- Film poster
- Directed by: Rachel Elizabeth Seed
- Written by: Rachel Elizabeth Seed; Christopher Stoudt;
- Produced by: Rachel Elizabeth Seed; Sigrid Dyekjær; Matt Perniciaro; Michael Sherman; Beth Levison; Danielle Varga;
- Cinematography: Joseph Michael Lopez; Rachel Elizabeth Seed; Drew Gardner;
- Edited by: Christopher Stoudt; Eileen Meyer; Tyler Hubby; Will Garafolo;
- Music by: Mary Lattimore
- Production companies: Real Lava; Capariva Films; Bow & Arrow Entertainment; Chicken & Egg Films; Spark Features; Facet; Hazel Pictures;
- Distributed by: Zeitgeist Films; Kino Lorber;
- Release date: March 1, 2024 (True/False);
- Running time: 87 minutes
- Country: United States
- Language: English
- Box office: $28,965

= A Photographic Memory =

2024 American documentary film

A Photographic Memory is a 2024 American documentary film, directed, written, and produced by Elizabeth Rachel Seed. It follows Seed as she attempts to piece together a portrait of her mother, journalist, Sheila Turner-Seed.

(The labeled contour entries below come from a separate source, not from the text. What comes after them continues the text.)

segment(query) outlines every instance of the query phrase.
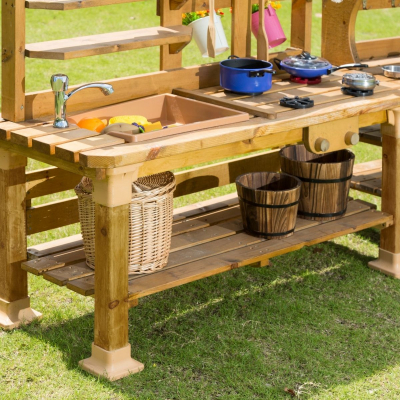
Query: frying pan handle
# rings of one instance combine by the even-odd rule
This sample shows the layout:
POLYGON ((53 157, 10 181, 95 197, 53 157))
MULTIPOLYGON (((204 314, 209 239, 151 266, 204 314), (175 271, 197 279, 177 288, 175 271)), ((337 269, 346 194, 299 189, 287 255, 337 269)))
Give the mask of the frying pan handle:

It had its world premiere at the True/False Film Festival on March 1, 2024.

==Premise==
Rachel Elizabeth Seed attempts to piece together a portrait of her mother, journalist, Sheila Turner-Seed, who died unexpectedly when she was eighteen months old. Uncovering her archive filled with interviews of Henri Cartier-Bresson, Lisette Model, Gordon Parks, W. Eugene Smith, Roman Vishniac, Cornell Capa and Bruce Davidson, immersing Seed into her world.

==Release==
It had its world premiere at the True/False Film Festival on March 1, 2024. It also screened at the Full Frame Documentary Film Festival, Hot Docs Canadian International Documentary Festival, and DOC NYC. In March 2025, Zeitgeist Films and Kino Lorber acquired distribution rights to the film.

==Reception==
 Metacritic, which uses a weighted average, assigned the film a score of 90 out of 100, based on four critics, indicating "universal acclaim".